We have demonstrated a positive correlation between RDW and the degree and complexity of residual coronary stenosis in STEMI patients following PCI. We also found that high RDW values on admission are an independent predictor of a high rSS. The underlying mechanisms governing the relationship between RDW and rSS are as follows. First, inflammation plays a vital role in the atherosclerotic process [13]. A prior study has suggested that there is a positive association between RDW and both high-sensitivity C-reactive protein levels and erythrocyte sedimentation rate, both of which are inflammatory biomarkers [32]. The association between RDW and interleukin-6 or soluble tumor necrosis factor receptor I or II have been reported in several studies [12, 33]. These results have proven the association between generalized inflammation and increased RDW values. In addition, inflammation can also induce aberrant iron metabolism and decreases in erythropoietin production, in turn impairing erythrocyte maturation and ultimately increasing RDW levels [19, 34]. Moreover, oxidative stress further induces the transformation of LDL cholesterol into oxidized-LDL, which is responsible for boosting the inflammatory response and the progression of atherosclerosis [35]. Additionally, oxidative stress has also been shown to directly regulate the lifespan of erythrocytes, promoting both the production and the release of various cellular structures into circulation, thereby leading to increases in RDW values [36, 37]. Semba et al. have proposed that the serum selenium level, as an indicator of the degree of antioxidant activity, is an independent predictor of RDW and may exert a crucial effect on the correlation between high RDW levels and a poor prognosis [38]. The association between RDW and rSS can thus be linked to processes underlying both of these metrics including oxidative stress and inflammation.

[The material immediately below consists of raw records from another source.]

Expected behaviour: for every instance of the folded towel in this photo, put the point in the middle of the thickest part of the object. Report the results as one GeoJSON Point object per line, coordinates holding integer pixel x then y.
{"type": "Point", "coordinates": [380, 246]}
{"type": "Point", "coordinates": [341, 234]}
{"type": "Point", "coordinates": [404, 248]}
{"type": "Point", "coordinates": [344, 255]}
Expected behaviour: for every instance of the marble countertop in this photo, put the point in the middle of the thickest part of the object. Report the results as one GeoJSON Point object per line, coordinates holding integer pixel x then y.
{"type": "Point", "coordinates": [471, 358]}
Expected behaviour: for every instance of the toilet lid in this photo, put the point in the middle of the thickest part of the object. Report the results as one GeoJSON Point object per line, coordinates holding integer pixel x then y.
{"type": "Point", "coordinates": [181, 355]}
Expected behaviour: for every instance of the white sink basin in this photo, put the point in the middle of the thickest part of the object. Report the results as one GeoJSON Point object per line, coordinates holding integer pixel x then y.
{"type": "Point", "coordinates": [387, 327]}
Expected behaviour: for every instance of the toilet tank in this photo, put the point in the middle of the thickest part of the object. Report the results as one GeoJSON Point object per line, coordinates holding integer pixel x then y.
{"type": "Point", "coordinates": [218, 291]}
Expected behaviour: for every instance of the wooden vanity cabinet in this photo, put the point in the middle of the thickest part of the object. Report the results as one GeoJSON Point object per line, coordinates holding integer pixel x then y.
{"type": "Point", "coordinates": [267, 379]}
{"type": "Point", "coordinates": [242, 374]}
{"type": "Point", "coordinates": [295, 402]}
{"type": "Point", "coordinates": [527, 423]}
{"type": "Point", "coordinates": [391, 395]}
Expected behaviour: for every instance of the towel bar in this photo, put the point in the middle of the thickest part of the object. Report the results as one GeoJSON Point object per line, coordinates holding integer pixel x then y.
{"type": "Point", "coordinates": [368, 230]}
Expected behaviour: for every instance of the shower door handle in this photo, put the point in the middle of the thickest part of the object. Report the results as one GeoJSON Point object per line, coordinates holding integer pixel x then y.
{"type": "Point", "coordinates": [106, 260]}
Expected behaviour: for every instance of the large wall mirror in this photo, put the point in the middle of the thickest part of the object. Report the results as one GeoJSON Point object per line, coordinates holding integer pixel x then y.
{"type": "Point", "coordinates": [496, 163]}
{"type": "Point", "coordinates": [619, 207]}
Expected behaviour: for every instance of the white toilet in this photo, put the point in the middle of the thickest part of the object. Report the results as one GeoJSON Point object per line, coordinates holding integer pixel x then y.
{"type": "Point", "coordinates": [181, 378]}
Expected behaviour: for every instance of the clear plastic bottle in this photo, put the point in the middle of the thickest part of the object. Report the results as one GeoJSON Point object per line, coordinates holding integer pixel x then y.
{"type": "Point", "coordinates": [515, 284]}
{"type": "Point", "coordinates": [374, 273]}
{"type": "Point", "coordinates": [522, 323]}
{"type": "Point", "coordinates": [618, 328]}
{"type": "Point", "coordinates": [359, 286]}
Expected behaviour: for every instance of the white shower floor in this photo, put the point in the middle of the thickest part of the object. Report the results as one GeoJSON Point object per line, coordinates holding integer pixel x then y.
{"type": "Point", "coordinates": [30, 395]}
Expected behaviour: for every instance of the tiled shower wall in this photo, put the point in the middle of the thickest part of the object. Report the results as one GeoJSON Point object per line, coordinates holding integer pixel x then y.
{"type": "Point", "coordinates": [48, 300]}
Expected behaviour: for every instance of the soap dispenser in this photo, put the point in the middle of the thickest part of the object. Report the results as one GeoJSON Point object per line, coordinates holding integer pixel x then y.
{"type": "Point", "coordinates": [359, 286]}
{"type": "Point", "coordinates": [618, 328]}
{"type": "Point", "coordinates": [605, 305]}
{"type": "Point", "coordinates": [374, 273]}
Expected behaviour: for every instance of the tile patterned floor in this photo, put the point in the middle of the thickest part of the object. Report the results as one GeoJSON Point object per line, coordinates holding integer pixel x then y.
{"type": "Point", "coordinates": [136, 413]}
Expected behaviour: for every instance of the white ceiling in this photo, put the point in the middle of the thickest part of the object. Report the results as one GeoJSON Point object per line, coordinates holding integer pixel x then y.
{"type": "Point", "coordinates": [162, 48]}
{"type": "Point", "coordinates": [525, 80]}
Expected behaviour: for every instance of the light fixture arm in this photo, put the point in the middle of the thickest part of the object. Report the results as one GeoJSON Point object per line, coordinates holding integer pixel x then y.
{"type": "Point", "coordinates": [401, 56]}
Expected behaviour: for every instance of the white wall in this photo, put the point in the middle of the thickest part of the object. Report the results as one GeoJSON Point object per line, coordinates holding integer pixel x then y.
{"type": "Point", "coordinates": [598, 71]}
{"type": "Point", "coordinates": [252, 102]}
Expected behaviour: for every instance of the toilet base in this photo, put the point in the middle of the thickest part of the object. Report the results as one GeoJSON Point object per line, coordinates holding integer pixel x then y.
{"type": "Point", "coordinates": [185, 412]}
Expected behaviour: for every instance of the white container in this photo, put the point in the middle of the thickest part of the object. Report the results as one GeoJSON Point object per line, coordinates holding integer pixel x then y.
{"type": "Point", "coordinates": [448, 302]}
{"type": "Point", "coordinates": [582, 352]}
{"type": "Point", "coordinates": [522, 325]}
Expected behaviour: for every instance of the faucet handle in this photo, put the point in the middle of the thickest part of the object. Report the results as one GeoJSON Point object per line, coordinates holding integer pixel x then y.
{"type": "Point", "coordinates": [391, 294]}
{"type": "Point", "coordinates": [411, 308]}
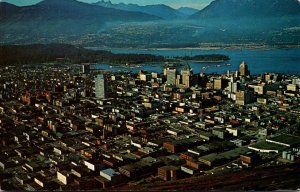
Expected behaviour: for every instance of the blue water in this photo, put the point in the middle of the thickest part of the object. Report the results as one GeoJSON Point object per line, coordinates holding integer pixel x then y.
{"type": "Point", "coordinates": [259, 61]}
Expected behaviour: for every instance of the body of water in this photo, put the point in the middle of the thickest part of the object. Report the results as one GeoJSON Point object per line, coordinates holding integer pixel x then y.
{"type": "Point", "coordinates": [259, 61]}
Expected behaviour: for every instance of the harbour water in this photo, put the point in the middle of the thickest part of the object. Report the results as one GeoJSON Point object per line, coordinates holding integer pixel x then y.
{"type": "Point", "coordinates": [259, 61]}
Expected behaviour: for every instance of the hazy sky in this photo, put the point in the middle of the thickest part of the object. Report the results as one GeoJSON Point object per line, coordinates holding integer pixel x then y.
{"type": "Point", "coordinates": [173, 3]}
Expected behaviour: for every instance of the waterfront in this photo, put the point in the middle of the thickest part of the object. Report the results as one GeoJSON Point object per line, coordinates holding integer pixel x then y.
{"type": "Point", "coordinates": [259, 61]}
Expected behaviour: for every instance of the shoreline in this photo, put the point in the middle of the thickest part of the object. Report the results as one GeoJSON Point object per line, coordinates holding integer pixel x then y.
{"type": "Point", "coordinates": [204, 48]}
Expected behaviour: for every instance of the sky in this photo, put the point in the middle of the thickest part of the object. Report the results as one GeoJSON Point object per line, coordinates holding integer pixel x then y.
{"type": "Point", "coordinates": [198, 4]}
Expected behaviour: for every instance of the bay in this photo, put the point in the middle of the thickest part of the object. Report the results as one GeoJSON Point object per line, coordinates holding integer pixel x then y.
{"type": "Point", "coordinates": [285, 61]}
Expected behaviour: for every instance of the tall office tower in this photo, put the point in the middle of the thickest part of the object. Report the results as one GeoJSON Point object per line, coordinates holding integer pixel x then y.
{"type": "Point", "coordinates": [186, 76]}
{"type": "Point", "coordinates": [100, 87]}
{"type": "Point", "coordinates": [244, 69]}
{"type": "Point", "coordinates": [171, 76]}
{"type": "Point", "coordinates": [244, 97]}
{"type": "Point", "coordinates": [86, 68]}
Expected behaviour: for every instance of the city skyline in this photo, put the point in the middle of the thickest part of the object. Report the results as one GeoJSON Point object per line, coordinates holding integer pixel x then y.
{"type": "Point", "coordinates": [172, 3]}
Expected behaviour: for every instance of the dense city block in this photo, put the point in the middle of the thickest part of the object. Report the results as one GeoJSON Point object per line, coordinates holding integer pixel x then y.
{"type": "Point", "coordinates": [72, 127]}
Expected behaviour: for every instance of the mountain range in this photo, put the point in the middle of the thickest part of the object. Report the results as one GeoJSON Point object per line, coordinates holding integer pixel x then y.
{"type": "Point", "coordinates": [159, 10]}
{"type": "Point", "coordinates": [123, 25]}
{"type": "Point", "coordinates": [62, 17]}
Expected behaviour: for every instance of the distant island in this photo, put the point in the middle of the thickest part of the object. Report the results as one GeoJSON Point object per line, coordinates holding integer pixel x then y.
{"type": "Point", "coordinates": [205, 58]}
{"type": "Point", "coordinates": [43, 53]}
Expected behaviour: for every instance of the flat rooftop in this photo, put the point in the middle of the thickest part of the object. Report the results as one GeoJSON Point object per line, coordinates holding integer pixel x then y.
{"type": "Point", "coordinates": [285, 139]}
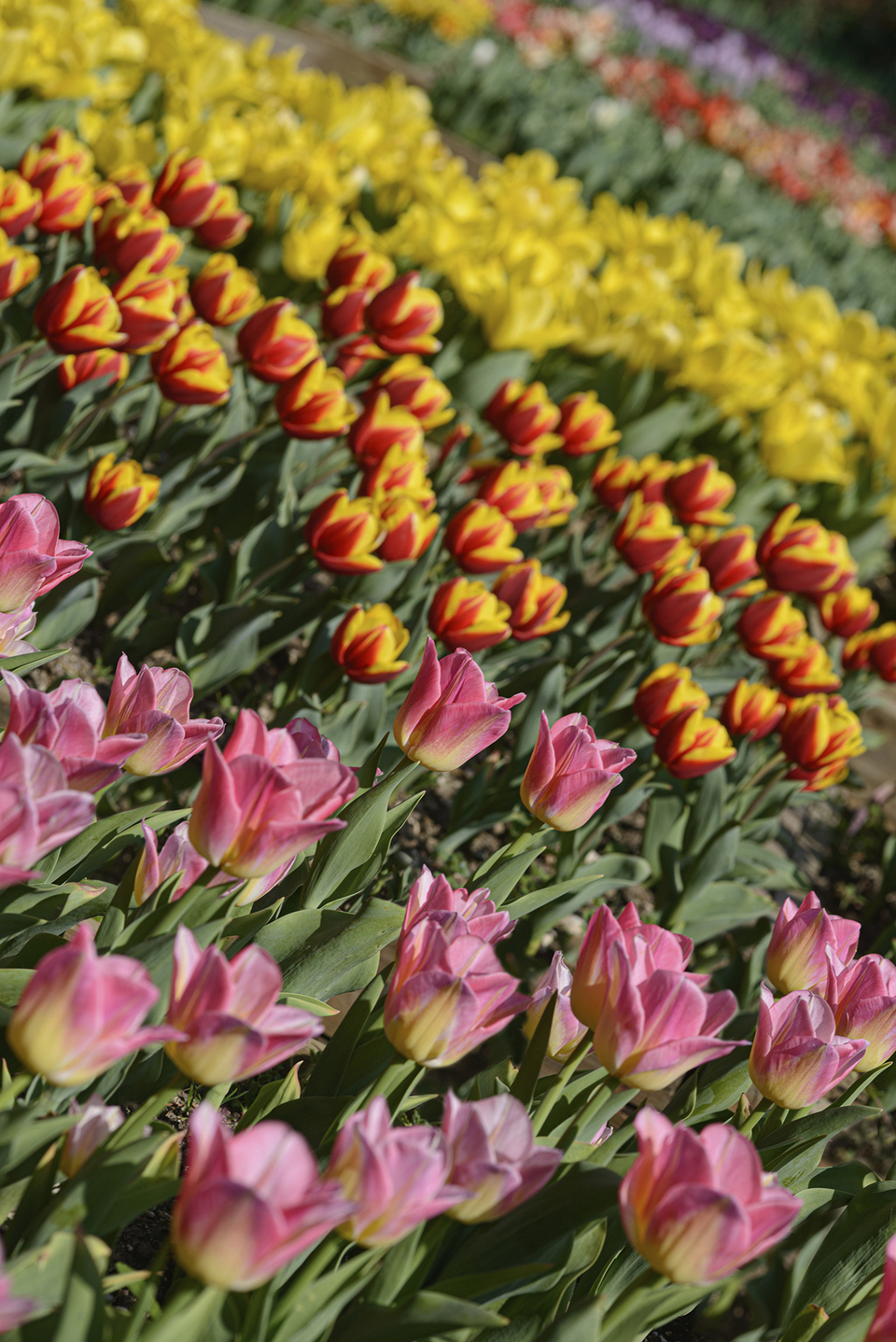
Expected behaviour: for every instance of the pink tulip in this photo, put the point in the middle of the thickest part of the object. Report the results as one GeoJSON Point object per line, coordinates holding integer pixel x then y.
{"type": "Point", "coordinates": [69, 720]}
{"type": "Point", "coordinates": [226, 1013]}
{"type": "Point", "coordinates": [252, 817]}
{"type": "Point", "coordinates": [97, 1121]}
{"type": "Point", "coordinates": [494, 1157]}
{"type": "Point", "coordinates": [248, 1204]}
{"type": "Point", "coordinates": [883, 1326]}
{"type": "Point", "coordinates": [154, 702]}
{"type": "Point", "coordinates": [396, 1177]}
{"type": "Point", "coordinates": [570, 772]}
{"type": "Point", "coordinates": [448, 992]}
{"type": "Point", "coordinates": [862, 998]}
{"type": "Point", "coordinates": [37, 809]}
{"type": "Point", "coordinates": [800, 938]}
{"type": "Point", "coordinates": [797, 1055]}
{"type": "Point", "coordinates": [651, 1020]}
{"type": "Point", "coordinates": [80, 1012]}
{"type": "Point", "coordinates": [698, 1206]}
{"type": "Point", "coordinates": [567, 1031]}
{"type": "Point", "coordinates": [451, 711]}
{"type": "Point", "coordinates": [33, 558]}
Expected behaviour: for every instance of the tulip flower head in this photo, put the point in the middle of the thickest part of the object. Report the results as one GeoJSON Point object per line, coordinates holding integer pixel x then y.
{"type": "Point", "coordinates": [451, 711]}
{"type": "Point", "coordinates": [248, 1203]}
{"type": "Point", "coordinates": [699, 1206]}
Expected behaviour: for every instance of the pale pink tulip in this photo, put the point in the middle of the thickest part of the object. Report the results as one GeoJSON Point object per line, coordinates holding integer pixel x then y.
{"type": "Point", "coordinates": [570, 774]}
{"type": "Point", "coordinates": [451, 711]}
{"type": "Point", "coordinates": [698, 1206]}
{"type": "Point", "coordinates": [97, 1121]}
{"type": "Point", "coordinates": [156, 702]}
{"type": "Point", "coordinates": [69, 720]}
{"type": "Point", "coordinates": [651, 1020]}
{"type": "Point", "coordinates": [248, 1204]}
{"type": "Point", "coordinates": [252, 817]}
{"type": "Point", "coordinates": [800, 940]}
{"type": "Point", "coordinates": [80, 1012]}
{"type": "Point", "coordinates": [33, 558]}
{"type": "Point", "coordinates": [567, 1029]}
{"type": "Point", "coordinates": [797, 1055]}
{"type": "Point", "coordinates": [396, 1177]}
{"type": "Point", "coordinates": [494, 1155]}
{"type": "Point", "coordinates": [227, 1016]}
{"type": "Point", "coordinates": [37, 809]}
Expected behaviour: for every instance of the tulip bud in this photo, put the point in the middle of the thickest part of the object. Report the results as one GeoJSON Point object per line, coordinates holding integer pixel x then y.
{"type": "Point", "coordinates": [313, 403]}
{"type": "Point", "coordinates": [368, 644]}
{"type": "Point", "coordinates": [192, 370]}
{"type": "Point", "coordinates": [119, 493]}
{"type": "Point", "coordinates": [451, 713]}
{"type": "Point", "coordinates": [690, 745]}
{"type": "Point", "coordinates": [585, 426]}
{"type": "Point", "coordinates": [467, 615]}
{"type": "Point", "coordinates": [525, 416]}
{"type": "Point", "coordinates": [751, 710]}
{"type": "Point", "coordinates": [534, 600]}
{"type": "Point", "coordinates": [681, 608]}
{"type": "Point", "coordinates": [797, 1055]}
{"type": "Point", "coordinates": [78, 313]}
{"type": "Point", "coordinates": [665, 692]}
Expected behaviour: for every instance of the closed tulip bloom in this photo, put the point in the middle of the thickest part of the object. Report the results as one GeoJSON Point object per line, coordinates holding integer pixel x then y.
{"type": "Point", "coordinates": [410, 527]}
{"type": "Point", "coordinates": [156, 701]}
{"type": "Point", "coordinates": [567, 1029]}
{"type": "Point", "coordinates": [699, 1206]}
{"type": "Point", "coordinates": [97, 1121]}
{"type": "Point", "coordinates": [275, 342]}
{"type": "Point", "coordinates": [119, 493]}
{"type": "Point", "coordinates": [651, 1020]}
{"type": "Point", "coordinates": [479, 538]}
{"type": "Point", "coordinates": [803, 556]}
{"type": "Point", "coordinates": [536, 600]}
{"type": "Point", "coordinates": [690, 745]}
{"type": "Point", "coordinates": [665, 692]}
{"type": "Point", "coordinates": [402, 317]}
{"type": "Point", "coordinates": [248, 1203]}
{"type": "Point", "coordinates": [797, 1056]}
{"type": "Point", "coordinates": [797, 956]}
{"type": "Point", "coordinates": [80, 1012]}
{"type": "Point", "coordinates": [494, 1157]}
{"type": "Point", "coordinates": [313, 403]}
{"type": "Point", "coordinates": [570, 774]}
{"type": "Point", "coordinates": [466, 615]}
{"type": "Point", "coordinates": [683, 609]}
{"type": "Point", "coordinates": [192, 368]}
{"type": "Point", "coordinates": [37, 809]}
{"type": "Point", "coordinates": [78, 313]}
{"type": "Point", "coordinates": [751, 710]}
{"type": "Point", "coordinates": [368, 644]}
{"type": "Point", "coordinates": [393, 1177]}
{"type": "Point", "coordinates": [451, 711]}
{"type": "Point", "coordinates": [525, 416]}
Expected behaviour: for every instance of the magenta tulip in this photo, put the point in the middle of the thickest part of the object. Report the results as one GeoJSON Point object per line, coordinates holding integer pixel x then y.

This study is subject to a few limitations that warrant consideration. First, we examined the association between the rSS and RDW; however, it is difficult to make causal inferences due to the nature of the cross-sectional design. Second, this was a retrospective single-center analysis without the potential to avoid selection bias. Several confounding factors might have affected the results even after the adjusted analysis. Additionally, no biomarkers directly linked to inflammation or oxidative stress were analyzed herein. External validation will be essential to confirm these results.

5. Conclusion

In conclusion, we observed a positive correlation between RDW and rSS in STEMI patients following PCI, with high RDW levels being an independent predictor of high rSS, thus suggesting that RDW may be a valuable and easy-to-assess biomarker that can guide the risk stratification of STEMI patients following PCI.